The value of the tax exemption varies by state, but hospitals across the country received a collective $24.6 billion tax break in 2011, a recent study in the journal Health Affairs calculated. That number includes not only the direct savings from federal and state taxes, but hospitals’ ability to raise money through tax-exempt donations and municipal bonds.
Taking a look at Obamacare, the ACA set new standards that not-four-profit hospitals must meet to retain their federal tax-exempt status–including a community needs assessment that must be conducted every three years.
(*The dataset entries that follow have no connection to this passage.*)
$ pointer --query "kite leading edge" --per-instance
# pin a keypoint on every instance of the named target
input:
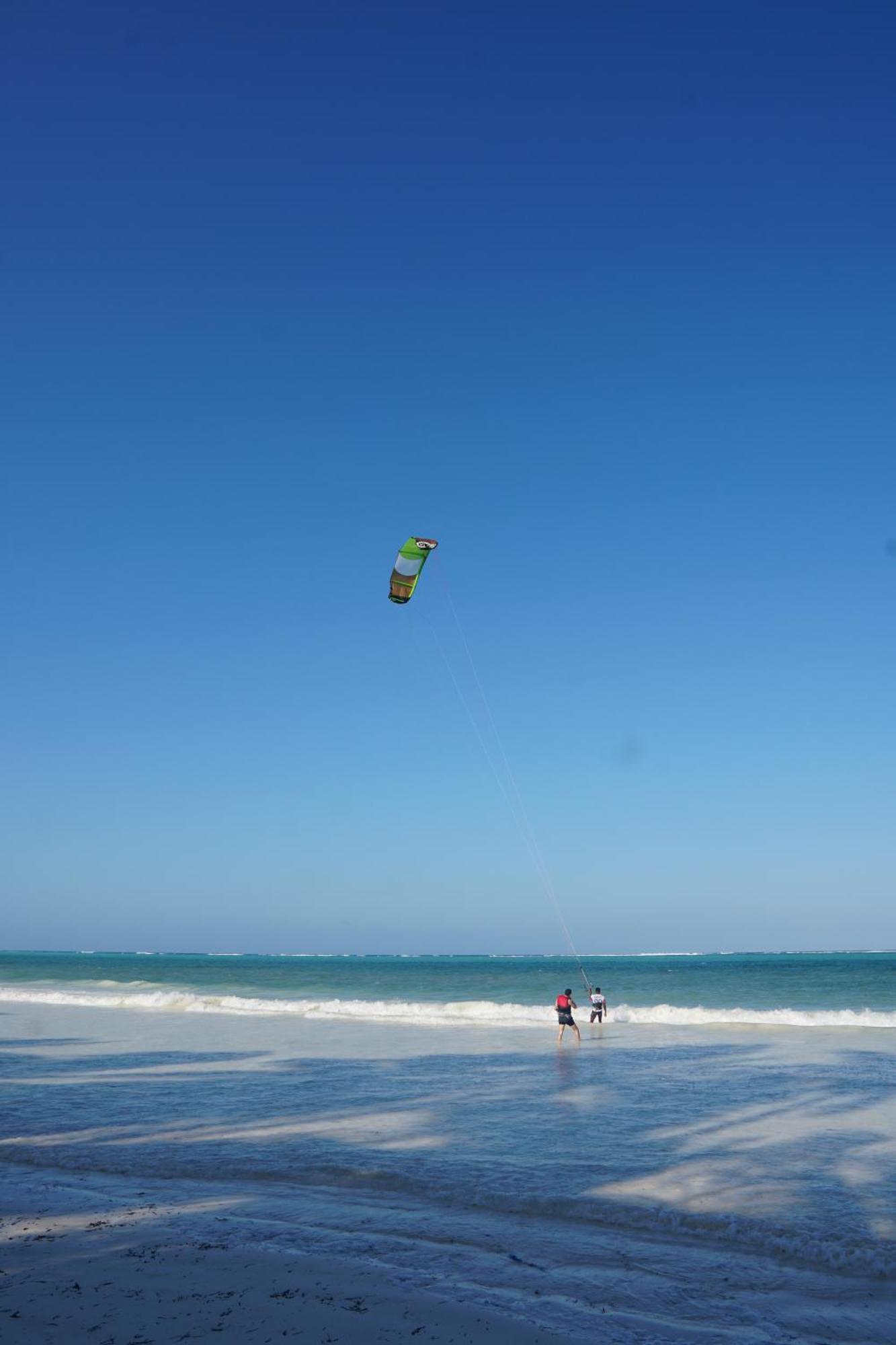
(408, 568)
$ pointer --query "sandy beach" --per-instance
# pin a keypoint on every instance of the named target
(166, 1179)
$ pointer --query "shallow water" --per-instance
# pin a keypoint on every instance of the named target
(779, 1143)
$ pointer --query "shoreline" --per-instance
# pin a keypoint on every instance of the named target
(724, 1187)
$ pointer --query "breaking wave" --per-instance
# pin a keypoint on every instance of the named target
(473, 1012)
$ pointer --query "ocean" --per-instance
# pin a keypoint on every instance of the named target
(797, 989)
(731, 1129)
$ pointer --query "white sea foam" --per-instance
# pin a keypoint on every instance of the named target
(474, 1012)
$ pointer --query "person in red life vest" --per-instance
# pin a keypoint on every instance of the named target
(564, 1007)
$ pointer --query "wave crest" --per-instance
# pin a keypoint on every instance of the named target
(473, 1012)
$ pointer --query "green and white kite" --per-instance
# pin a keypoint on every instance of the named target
(408, 568)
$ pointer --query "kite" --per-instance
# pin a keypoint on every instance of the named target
(408, 568)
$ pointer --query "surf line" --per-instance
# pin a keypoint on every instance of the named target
(516, 800)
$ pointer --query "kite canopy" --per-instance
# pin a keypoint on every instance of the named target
(408, 568)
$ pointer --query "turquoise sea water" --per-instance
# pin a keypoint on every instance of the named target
(815, 984)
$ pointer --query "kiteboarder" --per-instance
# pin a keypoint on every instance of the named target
(565, 1004)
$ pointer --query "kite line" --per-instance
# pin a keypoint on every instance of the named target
(518, 808)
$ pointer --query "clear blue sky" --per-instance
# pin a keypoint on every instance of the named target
(603, 297)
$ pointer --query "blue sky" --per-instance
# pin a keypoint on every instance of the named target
(602, 297)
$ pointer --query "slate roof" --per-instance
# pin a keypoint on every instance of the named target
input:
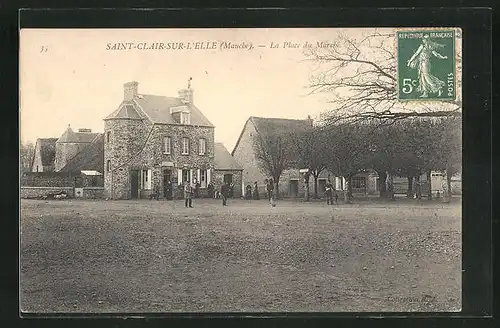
(47, 150)
(278, 125)
(267, 125)
(71, 136)
(126, 110)
(223, 159)
(90, 158)
(157, 109)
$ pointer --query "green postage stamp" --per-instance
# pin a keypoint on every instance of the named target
(426, 64)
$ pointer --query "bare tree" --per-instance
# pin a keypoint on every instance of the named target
(311, 146)
(275, 153)
(360, 73)
(348, 153)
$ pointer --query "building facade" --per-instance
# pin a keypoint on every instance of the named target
(156, 144)
(291, 182)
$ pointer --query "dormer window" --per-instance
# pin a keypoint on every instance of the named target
(181, 114)
(185, 118)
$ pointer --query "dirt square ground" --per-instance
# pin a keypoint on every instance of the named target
(158, 256)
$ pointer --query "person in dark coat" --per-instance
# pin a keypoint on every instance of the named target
(329, 193)
(256, 191)
(224, 191)
(270, 191)
(188, 194)
(248, 192)
(211, 190)
(231, 191)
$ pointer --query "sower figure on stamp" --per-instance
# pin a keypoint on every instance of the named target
(188, 194)
(421, 59)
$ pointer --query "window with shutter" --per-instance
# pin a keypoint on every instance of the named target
(185, 146)
(167, 145)
(202, 147)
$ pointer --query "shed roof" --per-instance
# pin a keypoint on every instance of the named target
(223, 159)
(71, 136)
(47, 150)
(90, 158)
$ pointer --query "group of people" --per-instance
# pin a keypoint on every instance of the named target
(191, 190)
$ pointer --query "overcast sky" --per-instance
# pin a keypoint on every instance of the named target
(69, 76)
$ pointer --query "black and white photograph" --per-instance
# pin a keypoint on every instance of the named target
(211, 170)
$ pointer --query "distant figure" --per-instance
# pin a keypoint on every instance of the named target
(188, 194)
(329, 193)
(272, 201)
(168, 190)
(211, 190)
(256, 191)
(231, 190)
(248, 192)
(224, 191)
(270, 189)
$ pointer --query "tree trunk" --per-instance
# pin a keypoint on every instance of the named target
(429, 185)
(382, 176)
(417, 183)
(276, 188)
(409, 192)
(347, 187)
(306, 180)
(315, 186)
(390, 186)
(448, 185)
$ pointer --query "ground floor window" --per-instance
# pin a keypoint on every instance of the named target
(203, 178)
(358, 182)
(228, 178)
(145, 179)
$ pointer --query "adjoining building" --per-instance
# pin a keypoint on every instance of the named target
(291, 182)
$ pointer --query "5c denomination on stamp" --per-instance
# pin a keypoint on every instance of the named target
(426, 64)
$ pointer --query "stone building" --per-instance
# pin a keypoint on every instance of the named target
(155, 144)
(291, 181)
(44, 156)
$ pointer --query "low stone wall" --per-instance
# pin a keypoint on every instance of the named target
(93, 192)
(36, 192)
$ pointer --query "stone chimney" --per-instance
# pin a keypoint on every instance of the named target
(186, 95)
(130, 90)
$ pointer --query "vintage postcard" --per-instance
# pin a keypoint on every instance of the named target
(240, 170)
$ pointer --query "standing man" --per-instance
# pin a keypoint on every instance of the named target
(271, 192)
(329, 193)
(188, 194)
(248, 192)
(224, 190)
(256, 191)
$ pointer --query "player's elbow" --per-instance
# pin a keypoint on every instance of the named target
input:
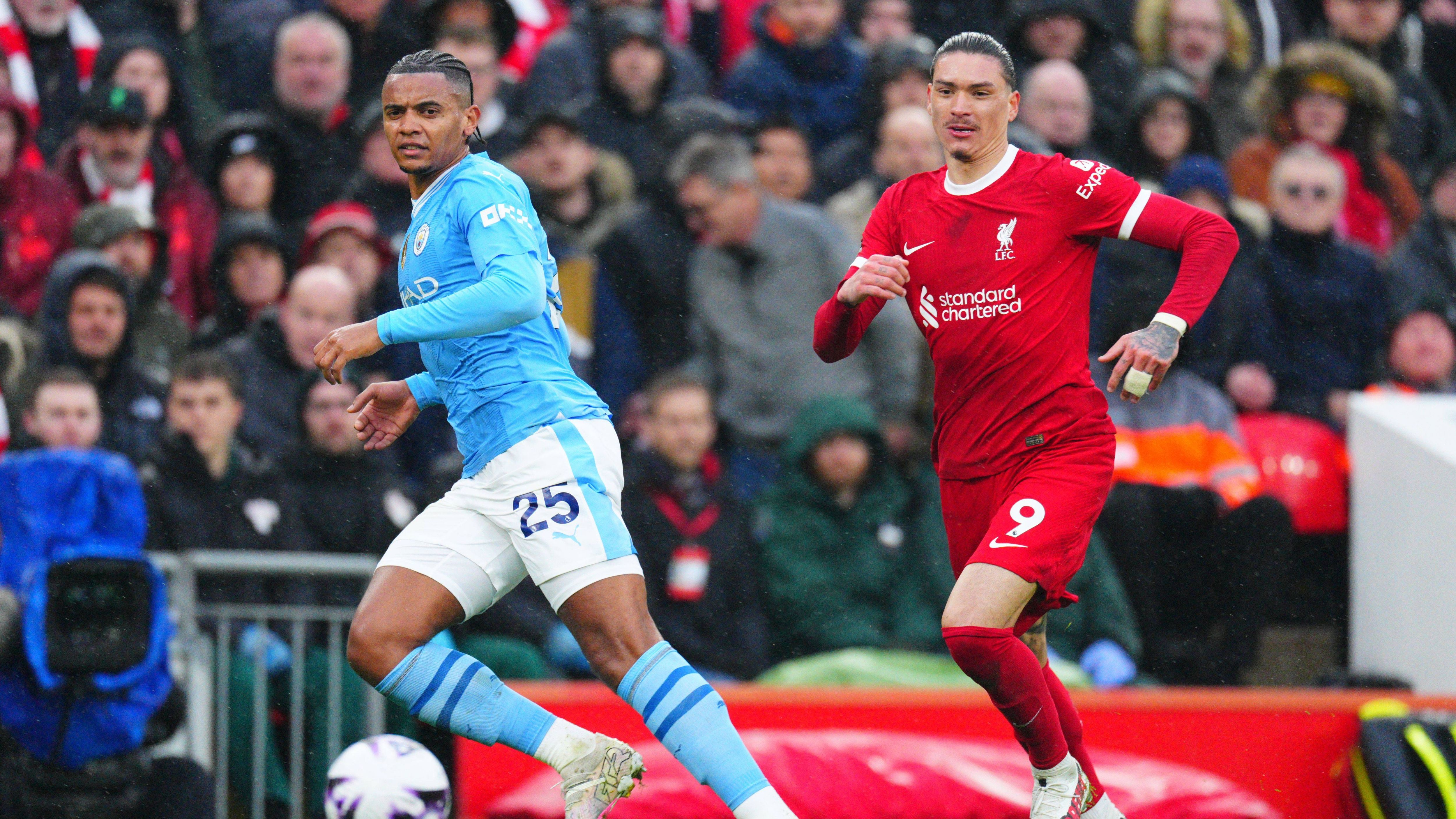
(1216, 230)
(828, 353)
(529, 306)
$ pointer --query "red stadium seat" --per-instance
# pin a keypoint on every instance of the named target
(1305, 466)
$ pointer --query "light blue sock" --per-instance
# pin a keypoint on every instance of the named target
(692, 722)
(456, 693)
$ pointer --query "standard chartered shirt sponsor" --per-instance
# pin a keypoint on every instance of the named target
(980, 305)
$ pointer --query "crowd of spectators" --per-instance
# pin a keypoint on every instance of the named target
(194, 194)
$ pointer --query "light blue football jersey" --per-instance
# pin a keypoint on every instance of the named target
(500, 388)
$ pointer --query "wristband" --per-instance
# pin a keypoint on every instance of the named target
(1173, 322)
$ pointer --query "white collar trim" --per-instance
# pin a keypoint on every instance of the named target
(986, 181)
(420, 203)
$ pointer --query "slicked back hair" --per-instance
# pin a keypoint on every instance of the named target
(978, 43)
(432, 62)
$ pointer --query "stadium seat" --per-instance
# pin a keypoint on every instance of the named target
(1305, 466)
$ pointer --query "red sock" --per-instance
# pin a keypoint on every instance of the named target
(1072, 728)
(1011, 674)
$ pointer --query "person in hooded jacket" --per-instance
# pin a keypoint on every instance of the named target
(1129, 275)
(117, 158)
(139, 251)
(694, 536)
(567, 68)
(804, 66)
(1211, 46)
(36, 213)
(379, 185)
(897, 76)
(251, 270)
(86, 319)
(1328, 95)
(1077, 31)
(842, 555)
(1167, 124)
(366, 503)
(1423, 265)
(276, 354)
(1422, 126)
(206, 489)
(143, 63)
(250, 168)
(622, 117)
(646, 258)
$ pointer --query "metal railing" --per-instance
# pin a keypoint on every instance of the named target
(203, 664)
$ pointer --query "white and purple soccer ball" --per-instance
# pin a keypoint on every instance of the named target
(388, 777)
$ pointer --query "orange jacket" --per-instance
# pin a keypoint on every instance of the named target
(1184, 436)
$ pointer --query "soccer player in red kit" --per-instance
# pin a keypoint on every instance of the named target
(994, 257)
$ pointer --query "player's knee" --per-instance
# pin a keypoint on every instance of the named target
(1036, 639)
(372, 649)
(1039, 645)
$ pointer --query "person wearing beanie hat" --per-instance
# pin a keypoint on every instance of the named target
(117, 159)
(250, 168)
(1423, 265)
(1197, 172)
(139, 251)
(897, 76)
(346, 236)
(36, 213)
(624, 116)
(86, 322)
(251, 267)
(1167, 123)
(567, 68)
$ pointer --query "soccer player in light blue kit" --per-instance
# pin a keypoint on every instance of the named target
(542, 484)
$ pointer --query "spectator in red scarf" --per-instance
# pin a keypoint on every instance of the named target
(56, 43)
(311, 82)
(692, 536)
(346, 236)
(145, 65)
(116, 159)
(1328, 95)
(36, 213)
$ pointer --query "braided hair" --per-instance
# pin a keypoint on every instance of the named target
(455, 70)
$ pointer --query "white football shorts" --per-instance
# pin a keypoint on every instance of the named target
(549, 507)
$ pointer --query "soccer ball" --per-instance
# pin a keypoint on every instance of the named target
(388, 777)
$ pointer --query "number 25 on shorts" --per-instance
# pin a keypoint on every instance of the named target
(548, 500)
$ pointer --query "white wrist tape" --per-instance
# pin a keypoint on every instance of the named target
(1173, 322)
(1136, 382)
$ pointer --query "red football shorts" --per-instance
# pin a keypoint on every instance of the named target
(1034, 519)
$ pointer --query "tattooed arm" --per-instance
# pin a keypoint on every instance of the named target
(1151, 350)
(1208, 245)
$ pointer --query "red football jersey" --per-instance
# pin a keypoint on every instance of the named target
(1001, 284)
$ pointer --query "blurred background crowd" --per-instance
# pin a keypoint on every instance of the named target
(193, 193)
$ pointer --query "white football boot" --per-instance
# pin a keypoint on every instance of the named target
(596, 780)
(1104, 809)
(1059, 792)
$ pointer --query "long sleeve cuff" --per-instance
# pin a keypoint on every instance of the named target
(423, 386)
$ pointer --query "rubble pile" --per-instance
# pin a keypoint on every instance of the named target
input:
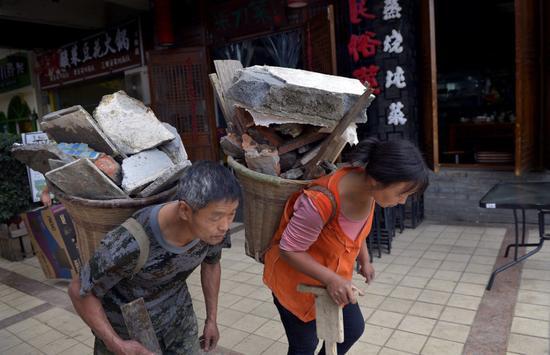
(286, 122)
(123, 151)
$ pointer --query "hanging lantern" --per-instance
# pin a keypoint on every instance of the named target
(296, 3)
(163, 22)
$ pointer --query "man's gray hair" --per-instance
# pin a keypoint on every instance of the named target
(205, 182)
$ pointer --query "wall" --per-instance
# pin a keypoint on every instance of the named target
(454, 194)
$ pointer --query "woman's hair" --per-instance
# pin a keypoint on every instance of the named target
(391, 162)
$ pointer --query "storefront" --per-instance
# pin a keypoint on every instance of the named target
(80, 73)
(19, 101)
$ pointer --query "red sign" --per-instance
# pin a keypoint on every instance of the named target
(111, 51)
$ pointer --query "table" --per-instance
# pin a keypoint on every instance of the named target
(519, 196)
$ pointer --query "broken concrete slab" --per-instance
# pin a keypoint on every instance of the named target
(175, 148)
(76, 125)
(143, 168)
(168, 178)
(36, 156)
(82, 178)
(110, 167)
(129, 124)
(55, 163)
(295, 96)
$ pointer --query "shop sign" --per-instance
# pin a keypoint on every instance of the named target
(114, 50)
(363, 48)
(14, 72)
(238, 17)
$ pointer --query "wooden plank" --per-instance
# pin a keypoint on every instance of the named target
(527, 83)
(139, 325)
(300, 141)
(348, 118)
(218, 92)
(428, 83)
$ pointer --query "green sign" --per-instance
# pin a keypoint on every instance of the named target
(14, 72)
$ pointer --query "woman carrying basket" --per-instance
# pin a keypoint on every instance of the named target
(322, 233)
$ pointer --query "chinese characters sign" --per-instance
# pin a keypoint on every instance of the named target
(114, 50)
(14, 72)
(369, 42)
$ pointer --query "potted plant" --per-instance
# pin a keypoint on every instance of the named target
(14, 194)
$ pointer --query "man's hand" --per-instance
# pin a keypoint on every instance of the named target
(210, 336)
(367, 271)
(341, 291)
(130, 347)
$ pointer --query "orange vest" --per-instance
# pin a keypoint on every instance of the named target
(332, 249)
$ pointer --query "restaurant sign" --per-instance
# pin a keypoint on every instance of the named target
(113, 50)
(14, 72)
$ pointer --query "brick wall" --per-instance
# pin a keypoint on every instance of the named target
(454, 194)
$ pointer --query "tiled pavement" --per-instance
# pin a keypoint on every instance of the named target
(424, 300)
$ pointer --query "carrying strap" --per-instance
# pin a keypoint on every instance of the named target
(325, 191)
(136, 230)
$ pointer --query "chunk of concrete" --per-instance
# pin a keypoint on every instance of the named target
(76, 125)
(143, 168)
(110, 167)
(284, 95)
(168, 178)
(129, 124)
(36, 156)
(175, 148)
(82, 178)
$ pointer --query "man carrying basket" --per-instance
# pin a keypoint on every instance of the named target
(182, 235)
(322, 233)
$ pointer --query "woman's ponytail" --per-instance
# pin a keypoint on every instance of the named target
(390, 162)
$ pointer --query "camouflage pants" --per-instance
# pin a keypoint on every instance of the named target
(183, 340)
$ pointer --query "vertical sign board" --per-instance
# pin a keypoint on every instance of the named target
(381, 51)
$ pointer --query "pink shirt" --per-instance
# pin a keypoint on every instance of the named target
(306, 224)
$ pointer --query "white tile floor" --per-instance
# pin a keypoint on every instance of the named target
(423, 301)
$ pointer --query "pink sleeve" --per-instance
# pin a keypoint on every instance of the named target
(304, 226)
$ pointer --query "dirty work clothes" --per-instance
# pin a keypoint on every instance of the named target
(302, 336)
(161, 281)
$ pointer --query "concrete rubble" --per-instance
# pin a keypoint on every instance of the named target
(289, 121)
(76, 125)
(82, 178)
(141, 169)
(129, 124)
(124, 152)
(36, 156)
(284, 95)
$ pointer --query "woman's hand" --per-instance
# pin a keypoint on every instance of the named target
(367, 271)
(341, 291)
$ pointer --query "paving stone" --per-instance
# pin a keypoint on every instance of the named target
(141, 169)
(129, 124)
(76, 125)
(284, 95)
(82, 178)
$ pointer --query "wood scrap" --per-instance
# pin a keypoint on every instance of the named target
(348, 118)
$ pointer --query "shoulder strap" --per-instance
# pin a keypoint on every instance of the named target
(328, 194)
(135, 228)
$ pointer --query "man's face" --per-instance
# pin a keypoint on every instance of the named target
(210, 223)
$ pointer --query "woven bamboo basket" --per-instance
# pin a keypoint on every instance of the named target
(264, 198)
(92, 219)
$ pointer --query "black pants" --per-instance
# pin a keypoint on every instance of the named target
(302, 336)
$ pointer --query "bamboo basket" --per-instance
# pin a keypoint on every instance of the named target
(92, 219)
(264, 198)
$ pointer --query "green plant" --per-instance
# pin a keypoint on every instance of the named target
(14, 183)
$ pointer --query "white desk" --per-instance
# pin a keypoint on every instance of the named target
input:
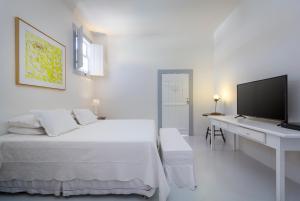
(266, 133)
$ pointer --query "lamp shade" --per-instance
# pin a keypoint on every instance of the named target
(96, 101)
(216, 97)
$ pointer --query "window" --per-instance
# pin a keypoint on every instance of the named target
(88, 57)
(85, 55)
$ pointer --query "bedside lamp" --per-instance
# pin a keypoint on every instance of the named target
(216, 99)
(95, 104)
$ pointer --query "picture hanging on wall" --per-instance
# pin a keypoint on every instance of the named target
(40, 59)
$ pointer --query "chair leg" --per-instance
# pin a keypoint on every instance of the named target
(222, 135)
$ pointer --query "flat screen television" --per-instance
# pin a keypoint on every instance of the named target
(266, 98)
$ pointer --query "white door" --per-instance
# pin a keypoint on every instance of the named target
(175, 102)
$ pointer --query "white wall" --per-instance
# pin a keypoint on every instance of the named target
(129, 88)
(54, 18)
(260, 39)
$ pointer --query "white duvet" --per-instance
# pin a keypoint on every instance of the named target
(107, 150)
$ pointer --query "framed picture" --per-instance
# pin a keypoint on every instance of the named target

The IRS also indicated that it will start reviewing Schedule H tax forms on a rolling basis to ensure that hospitals are providing a sufficient amount of community benefit, according to Modern Healthcare.
A July study in Health Affairs, using data from the IRS, found that not-for-profit hospitals spent $62.4 billion on community benefit in 2011, but that 32% of that spending went toward Medicaid payment shortfalls. Another 24% covered charity care. Spending on community health improvement totaled $2.7 billion, just 4% of the total, while donations to community groups accounted for another $2 billion, or 3%.
To the amazement of many, whose sole point of reference is Wall Street’s daily gyrations, the Catholic hospital systems are growing, and that can only mean they are wresting patients away from other systems like King Kaiser and the for-profit chains. Yes, the amount of their community benefit spending is impressive, but much of it goes toward residency programs and shoring up Medicaid shortfalls.Steve's Take: Should we be looking at our nonprofit hospitals to address social ills? Click To Tweet
I really wonder whether we should be looking to our nation’s nonprofit hospitals to address social ills. Unquestionably, they do provide some of the best health care on the planet. But at the end of the day they are hospitals.
Some have proposed calls for Congress to eliminate the ACA requirements–mandating community needs assessments and financial aid policies while restricting aggressive bill collection–and replace them with a test of whether the dollar value of hospitals’ benefit to local communities is enough to offset the lost federal revenue from tax breaks.
How such a calculation would be made fairly, I haven’t a clue. But for now, let’s let the IRS start reviewing nonprofit hospitals’ Schedule H tax forms to ensure they are providing a sufficient amount of community benefit. Their findings should be a matter of an annual report published by a certain date and made available to the public in a press release from HHS. The first such report should be published no later than the close of the government’s fiscal 2016-2017 year, or next October 1.